Tough times are the new normal in retailing, but the figures that caught my eye were in yesterday’s Times (behind the paywall).  These listed the John Lewis stores that delivered the best and worst like-for-likes for the six month period:

Best:

JohnLewis.com: +26%; Peter Jones +2.3%; Cambridge +0.9%; Oxford Street +0.8%; Trafford -1.5%

Worst:

Reading: -9%; Bristol Cribbs -8.7%; Newcastle – 7.9%; High Wycombe -7.4%; Southampton -7%.

So… out of around thirty department stores, four of the five worst performers are in the Sunny South.  This suggests a couple of things to me:

1. The most archetypal of John Lewis customers are tightening their belts by several notches.  They may be suffering a real loss of income; they may be paying down debts; they will be coping with inflation on essentials (fuel, utilities, food), and they will be fearful for the future.
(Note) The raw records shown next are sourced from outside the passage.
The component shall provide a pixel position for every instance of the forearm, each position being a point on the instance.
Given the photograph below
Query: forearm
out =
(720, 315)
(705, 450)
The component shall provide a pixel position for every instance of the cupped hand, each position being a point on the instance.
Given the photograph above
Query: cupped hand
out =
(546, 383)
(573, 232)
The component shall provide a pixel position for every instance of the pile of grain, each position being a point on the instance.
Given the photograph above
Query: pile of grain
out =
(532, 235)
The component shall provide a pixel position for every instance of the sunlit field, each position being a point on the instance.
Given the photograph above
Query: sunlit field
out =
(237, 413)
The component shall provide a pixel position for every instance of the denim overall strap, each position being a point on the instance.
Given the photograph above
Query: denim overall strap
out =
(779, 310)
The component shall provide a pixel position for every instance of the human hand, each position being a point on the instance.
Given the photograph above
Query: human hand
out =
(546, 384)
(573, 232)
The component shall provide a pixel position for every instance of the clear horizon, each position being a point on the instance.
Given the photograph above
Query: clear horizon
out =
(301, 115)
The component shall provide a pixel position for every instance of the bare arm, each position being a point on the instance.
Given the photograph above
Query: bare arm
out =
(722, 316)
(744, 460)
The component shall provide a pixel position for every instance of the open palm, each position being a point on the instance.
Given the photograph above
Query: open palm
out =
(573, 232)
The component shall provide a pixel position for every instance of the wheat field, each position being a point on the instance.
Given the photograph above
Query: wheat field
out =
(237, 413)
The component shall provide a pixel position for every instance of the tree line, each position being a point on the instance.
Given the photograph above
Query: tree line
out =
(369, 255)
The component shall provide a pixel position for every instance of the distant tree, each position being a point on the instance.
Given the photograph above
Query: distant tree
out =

2. They’re going online more and more.  As you will know, internet penetration into the UK retail sector is the highest in the world, running at around 10%.  The price/convenience/selection that online retailers offer will have hit JLP in different ways, forcing price matching activity or simply bleeding customers away to lower cost sellers (particularly on branded goods).

But John Lewis’s own dot-com is up by 26%.  In part, I imagine that the good folk of St Ives or Rhyl will be making more use of the site to buy from a retailer whose stores are too far from home.  But I suspect there is significant cannibalisation taking place as well.  Indeed, I note that more orders are being placed with JohnLewis.com in this household, despite the fact the we live just one mile from a huge JLP store.  Why?  Convenience, and price – particularly for staples.  Travelling that whole mile (through one-way systems, parking charges and other anti-shopper obstructions) still ends up taking a couple of hours, whereas pillowcases (say) can be bought online in three minutes flat.
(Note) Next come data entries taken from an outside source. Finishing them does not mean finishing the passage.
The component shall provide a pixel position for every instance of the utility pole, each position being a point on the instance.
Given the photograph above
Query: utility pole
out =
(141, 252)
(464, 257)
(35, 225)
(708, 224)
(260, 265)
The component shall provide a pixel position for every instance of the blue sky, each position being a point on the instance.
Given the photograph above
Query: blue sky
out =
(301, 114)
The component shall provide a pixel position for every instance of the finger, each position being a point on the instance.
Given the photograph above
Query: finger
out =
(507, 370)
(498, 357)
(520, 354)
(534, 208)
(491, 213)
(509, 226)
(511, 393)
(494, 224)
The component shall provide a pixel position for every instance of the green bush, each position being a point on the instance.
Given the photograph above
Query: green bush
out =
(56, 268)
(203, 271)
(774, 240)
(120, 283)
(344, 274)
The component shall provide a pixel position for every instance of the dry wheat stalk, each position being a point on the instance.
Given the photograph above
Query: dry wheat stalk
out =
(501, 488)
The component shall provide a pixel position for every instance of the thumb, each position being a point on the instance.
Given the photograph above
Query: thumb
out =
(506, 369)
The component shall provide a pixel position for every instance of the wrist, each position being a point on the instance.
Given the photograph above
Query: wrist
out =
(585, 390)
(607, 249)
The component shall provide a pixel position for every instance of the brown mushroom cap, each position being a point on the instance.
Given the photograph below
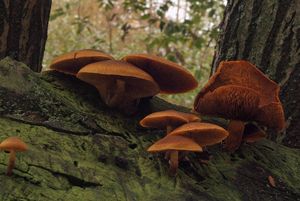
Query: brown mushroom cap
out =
(171, 77)
(231, 102)
(72, 62)
(254, 85)
(168, 117)
(103, 75)
(13, 143)
(175, 143)
(203, 133)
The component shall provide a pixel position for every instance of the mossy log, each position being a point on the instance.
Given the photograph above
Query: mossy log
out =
(81, 150)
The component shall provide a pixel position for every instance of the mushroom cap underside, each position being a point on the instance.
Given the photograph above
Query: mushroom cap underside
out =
(72, 62)
(171, 77)
(168, 117)
(176, 143)
(13, 143)
(242, 73)
(203, 133)
(137, 82)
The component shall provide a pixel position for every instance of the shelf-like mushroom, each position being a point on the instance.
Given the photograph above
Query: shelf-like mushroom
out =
(240, 92)
(119, 83)
(205, 134)
(72, 62)
(174, 144)
(12, 145)
(171, 77)
(168, 119)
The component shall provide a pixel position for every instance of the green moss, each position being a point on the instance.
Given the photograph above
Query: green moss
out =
(79, 149)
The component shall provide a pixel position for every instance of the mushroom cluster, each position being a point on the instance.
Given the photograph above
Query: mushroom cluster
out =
(240, 92)
(122, 83)
(12, 145)
(185, 133)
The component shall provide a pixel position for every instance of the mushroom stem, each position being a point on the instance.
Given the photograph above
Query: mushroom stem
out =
(235, 130)
(173, 162)
(11, 162)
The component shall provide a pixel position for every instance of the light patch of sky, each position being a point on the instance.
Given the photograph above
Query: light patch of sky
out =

I won’t attempt to dissect Waitrose; but Wednesday’s contrasting figures from Next plc tell their own story.  First-half profits were up by 8.5%; margins are being vigorously maintained, and with the great bulk of Next’s stock own-brand, there isn’t the brand-price pressure that JLP feels online and thanks to Never Knowingly Undersold.  Small stores are being closed and consolidated into larger units, and the online/Directory end of the business continues to grow.  Next is never showy, never chases column inches or super-growth, but instead gets on with what it does best, with the extension of the Home offer its most interesting strategic development.  Simon Wolfson can be Eeyore-ish, but tends also to be right – he’s warned today, for instance, of the likely impact that higher student fees will have on sales of teenage fashion.
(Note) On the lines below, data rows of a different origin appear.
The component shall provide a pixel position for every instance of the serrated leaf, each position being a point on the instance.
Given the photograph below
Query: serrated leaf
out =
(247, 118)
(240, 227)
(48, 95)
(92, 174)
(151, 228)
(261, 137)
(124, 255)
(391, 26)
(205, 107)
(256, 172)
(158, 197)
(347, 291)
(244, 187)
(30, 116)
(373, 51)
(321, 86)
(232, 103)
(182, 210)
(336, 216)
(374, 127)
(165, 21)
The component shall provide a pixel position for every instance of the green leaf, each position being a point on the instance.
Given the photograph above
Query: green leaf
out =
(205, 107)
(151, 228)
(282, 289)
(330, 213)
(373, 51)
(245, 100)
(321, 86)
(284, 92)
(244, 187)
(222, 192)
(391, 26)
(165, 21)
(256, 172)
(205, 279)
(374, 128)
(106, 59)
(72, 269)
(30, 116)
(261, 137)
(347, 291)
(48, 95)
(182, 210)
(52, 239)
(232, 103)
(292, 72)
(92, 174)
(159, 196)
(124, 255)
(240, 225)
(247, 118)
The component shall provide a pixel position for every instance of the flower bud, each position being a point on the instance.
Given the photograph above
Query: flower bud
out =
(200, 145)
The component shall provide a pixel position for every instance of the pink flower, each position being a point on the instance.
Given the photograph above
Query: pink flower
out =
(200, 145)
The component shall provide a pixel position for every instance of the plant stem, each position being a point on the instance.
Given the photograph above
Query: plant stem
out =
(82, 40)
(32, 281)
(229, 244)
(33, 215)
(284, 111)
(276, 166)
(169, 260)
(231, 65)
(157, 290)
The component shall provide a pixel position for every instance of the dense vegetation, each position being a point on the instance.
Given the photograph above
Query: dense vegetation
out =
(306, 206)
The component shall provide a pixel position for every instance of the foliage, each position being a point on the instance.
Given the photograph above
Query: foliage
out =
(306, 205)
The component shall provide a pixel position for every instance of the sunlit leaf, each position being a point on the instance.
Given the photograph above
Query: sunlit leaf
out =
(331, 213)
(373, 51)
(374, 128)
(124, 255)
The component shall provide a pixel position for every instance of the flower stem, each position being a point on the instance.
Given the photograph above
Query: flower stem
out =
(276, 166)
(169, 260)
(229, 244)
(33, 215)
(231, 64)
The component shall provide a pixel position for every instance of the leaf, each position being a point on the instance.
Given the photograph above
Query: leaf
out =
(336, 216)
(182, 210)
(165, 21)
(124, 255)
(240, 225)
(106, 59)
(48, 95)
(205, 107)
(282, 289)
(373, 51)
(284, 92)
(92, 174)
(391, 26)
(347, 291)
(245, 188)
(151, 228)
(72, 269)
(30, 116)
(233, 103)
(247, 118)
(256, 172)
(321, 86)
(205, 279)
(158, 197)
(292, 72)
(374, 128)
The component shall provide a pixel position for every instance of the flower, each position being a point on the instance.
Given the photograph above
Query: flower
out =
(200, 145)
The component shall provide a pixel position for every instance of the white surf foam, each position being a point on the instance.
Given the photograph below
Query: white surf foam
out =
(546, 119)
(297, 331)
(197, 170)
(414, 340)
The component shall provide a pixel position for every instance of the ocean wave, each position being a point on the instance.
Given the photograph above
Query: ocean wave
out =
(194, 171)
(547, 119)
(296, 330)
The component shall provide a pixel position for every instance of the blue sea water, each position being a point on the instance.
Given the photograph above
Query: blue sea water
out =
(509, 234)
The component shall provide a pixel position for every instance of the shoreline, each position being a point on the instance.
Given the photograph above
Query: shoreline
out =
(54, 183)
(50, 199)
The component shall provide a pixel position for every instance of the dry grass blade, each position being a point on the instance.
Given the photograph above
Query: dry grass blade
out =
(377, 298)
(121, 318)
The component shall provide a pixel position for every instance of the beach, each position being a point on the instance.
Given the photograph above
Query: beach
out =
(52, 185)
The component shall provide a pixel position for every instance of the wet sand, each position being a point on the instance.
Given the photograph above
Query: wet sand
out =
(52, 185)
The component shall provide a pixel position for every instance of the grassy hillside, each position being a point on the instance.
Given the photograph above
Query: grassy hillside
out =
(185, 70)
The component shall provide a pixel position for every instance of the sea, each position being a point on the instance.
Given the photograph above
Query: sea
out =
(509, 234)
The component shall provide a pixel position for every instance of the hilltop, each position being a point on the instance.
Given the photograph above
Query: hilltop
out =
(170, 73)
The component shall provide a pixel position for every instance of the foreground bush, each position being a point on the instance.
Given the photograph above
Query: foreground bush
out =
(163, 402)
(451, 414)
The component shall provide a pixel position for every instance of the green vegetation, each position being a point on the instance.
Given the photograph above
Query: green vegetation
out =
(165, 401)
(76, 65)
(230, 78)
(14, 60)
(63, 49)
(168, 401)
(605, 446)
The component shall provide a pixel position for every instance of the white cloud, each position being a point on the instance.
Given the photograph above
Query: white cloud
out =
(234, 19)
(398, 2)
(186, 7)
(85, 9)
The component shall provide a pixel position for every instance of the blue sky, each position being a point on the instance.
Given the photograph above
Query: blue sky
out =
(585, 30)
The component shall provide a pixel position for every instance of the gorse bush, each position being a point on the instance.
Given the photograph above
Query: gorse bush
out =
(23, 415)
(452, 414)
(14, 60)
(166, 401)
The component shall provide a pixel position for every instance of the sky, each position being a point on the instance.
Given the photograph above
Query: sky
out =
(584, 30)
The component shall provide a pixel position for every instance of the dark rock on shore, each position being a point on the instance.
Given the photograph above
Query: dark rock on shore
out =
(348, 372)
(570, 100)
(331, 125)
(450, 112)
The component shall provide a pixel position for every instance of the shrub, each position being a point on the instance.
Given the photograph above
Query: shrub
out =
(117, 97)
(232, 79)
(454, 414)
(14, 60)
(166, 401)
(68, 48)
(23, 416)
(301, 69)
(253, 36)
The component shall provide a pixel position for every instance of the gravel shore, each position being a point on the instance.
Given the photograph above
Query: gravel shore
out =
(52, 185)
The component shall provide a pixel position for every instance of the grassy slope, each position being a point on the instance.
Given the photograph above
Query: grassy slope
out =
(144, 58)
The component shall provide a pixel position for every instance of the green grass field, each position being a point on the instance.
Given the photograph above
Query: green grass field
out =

John Lewis doesn’t have the City on its back, being answerable only to its own staff-partners.  But the partners will see lower bonuses this year, and will recognise that even the best can falter.  As Philip Dorgan, of analysts Panmure Gordon, said in the Telegraph: “I don’t understand why so many people have this love affair with John Lewis. The numbers are just not that good. Most of its competitors are managing to keep their profits stable or increase them. It’s all very well saying they are a private company and that it doesn’t matter how much profit it makes. It does matter very much to the partners.”

Customers, sector analysts and partners will all be watching closely to see how JLP retrenches and moves forward again.